Pour lui, c'est «important d'avoir un contrepoids public et ouvert pour commencer à comprendre ce qu'on peut faire avec des données de ce genre».
D'autant plus que des algorithmes de ce type sont déjà certainement utilisés dans le domaine de l'assurance, avance l'experte en éthique des données Pernille Tranberg.
«On est certainement mis dans des groupes (...) et ça peut être utilisé contre nous dans la mesure où ça peut nous obliger à payer une police d'assurance plus élevée, nous interdire un prêt à la banque ou l'accès aux soins publics car on va mourir de toutes façons», énumère-t-elle.
Des biais absents du projet de recherche, qui n'est pas destiné à une utilisation individuelle, grâce à l'anonymisation de ses sources.
«Il n'y a pas d'exemple de fuites de données» personnelles avec l'institut national de statistiques, et «les données ne sont pas individualisées», souligne-t-elle.
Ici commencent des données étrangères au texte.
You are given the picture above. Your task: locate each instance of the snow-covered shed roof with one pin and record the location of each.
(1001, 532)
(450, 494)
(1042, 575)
Toutefois, avec le développement de l'intelligence artificielle, «tout s'accélère».
Le projet «montre simplement que nous avons beaucoup de données au Danemark et qu'on peut les utiliser car nous les humains allons tous dans la même direction», ajoute Mme Tranberg.
Et certains développeurs ont décidé d'exploiter l'idée à des fins commerciales.
«Sur le web, on voit déjà des horloges de prédiction, qui montrent l'âge qu'on va atteindre et certaines ne sont pas du tout fiables», prévient-elle.